Sobre la denominada Guerra de la Independencia de 1808, el historiador hubiera sido afrancesado, posicionándose con la racionalidad, el laicismo y la Ilustración francesas  frente al absolutismo reaccionario de Fernando VII. Entre las causas de los consecutivos desastres españoles, achaca no pequeña parte a la religión y al seguidismo de los muchos católicos españoles, gente más de rituales que de creencias y valores morales. La Iglesia, dice, ha estado completamente al margen o en contra de los avances del pensamiento político y social contemporáneos.

Sobre la II República, dice que la responsabilidad de su fracaso fue de todos. Los republicanos de verdad (Azaña y la Institución Libre de Enseñanza), liberales y modernizadores europeístas, frente a los que jugaron con fuego a hacer la revolución (anarquistas, comunistas y socialistas de izquierda), que nunca entendieron el verdadero espíritu republicano. Todavía hoy en la política española, la derecha es bastante retrógrada y la izquierda aún es bastante sectaria.
Álvarez Junco considera que “España es un país de trinchera: aquí o allá, con nosotros o contra nosotros”. Y lo atribuye a que España es un país inculto, y en la escuela no nos enseñan que tu verdad es tu verdad pero no La Verdad, que el de al lado tiene otra verdad distinta a la tuya y que aunque sea distinta es respetable. Cita a propósito de esta característica la obra de John Stuart Mill “Sobre la libertad”, autor poco leído en nuestro país y ejemplo de educación liberal (del liberalismo bueno, el filosófico). Por una vez que en España aparece una asignatura que suena bien en el sistema educativo (“Educación para la Ciudadanía”), la quitan, no sé si por el título o por el contenido, o por ambos. Y eso que se reducía a ser una asignatura más entre otras, en vez de ser un magma que impregnara todas las asignaturas del currículum.

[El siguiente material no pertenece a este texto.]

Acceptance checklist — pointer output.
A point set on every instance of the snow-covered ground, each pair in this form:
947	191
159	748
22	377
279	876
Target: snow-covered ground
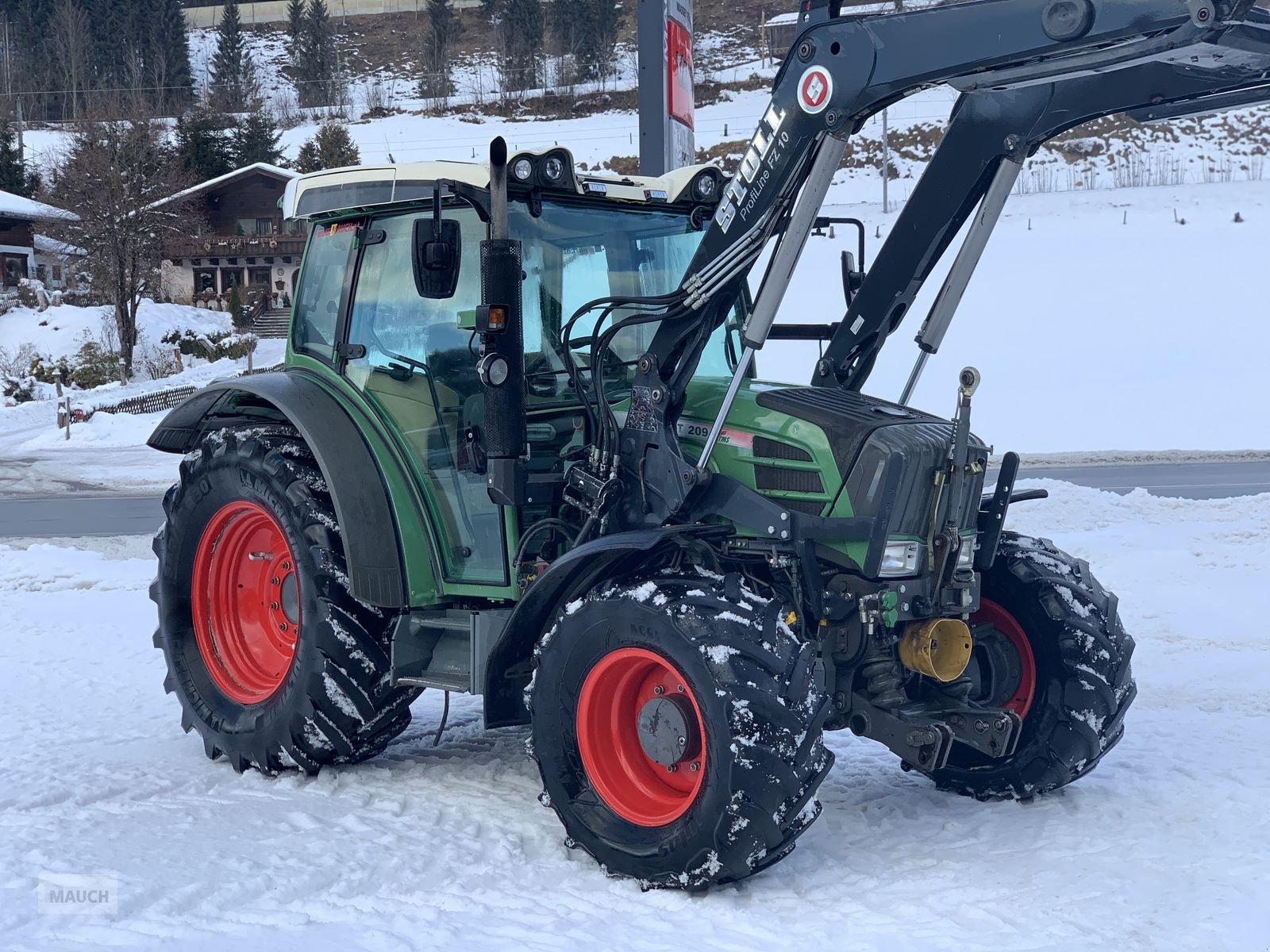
106	454
60	332
1098	321
1094	317
1161	848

Dice que “España es un país que no escucha”. Ver el ejemplo de las tertulias y debates en los medios. Todos hablan y nadie escucha. O sea, que “tenemos una educación de baja calidad”, pero no necesariamente por nuestros políticos sino por nuestra ciudadanía, en parte. Nuestros políticos son resultados de nuestra ciudadanía. Así, por ejemplo, en la práctica docente, los profesores españoles asfixian al estudiante con demasiada información, que ya está en los libros y en internet, cuando lo que hay que darles son lecturas para discutirlas en clase.
Le preguntan por movimientos ciudadanos como Guanyem, Ganemos o Podemos. A lo que responde que le parece bien todo tipo de denuncias de la corrupción pero que son movimientos un tanto infantiles, populistas y redentoristas. Ironiza diciendo que “el pueblo es bueno, los políticos son malos, y si le dejamos el poder a la gente todo va a ir bien”. Pues depende, porque la gente es egoísta y malvada como todos los seres humanos. Y si la gente no tiene suficiente educación hará barbaridades. No hay que confiar tanto en la gente y sí en el cumplimiento a unas normas siempre perfectibles y en el respeto a una instituciones lo más ejemplificadoras posibles. No obstante, no acepta el anquilosamiento y clientelismo de los dos grandes partidos.
Ante la pregunta sobre el futuro de Cataluña, argumenta, inteligente y pesimistamente, que, en una situación democrática, habría que reconocer el derecho a decidir, pero ¿qué hacemos con los catalanes que no quieren separarse?, ¿hay que reconocerles el derecho a no separase? Habría que dividir en unidades cada vez más pequeñas. Asunto muy complicado.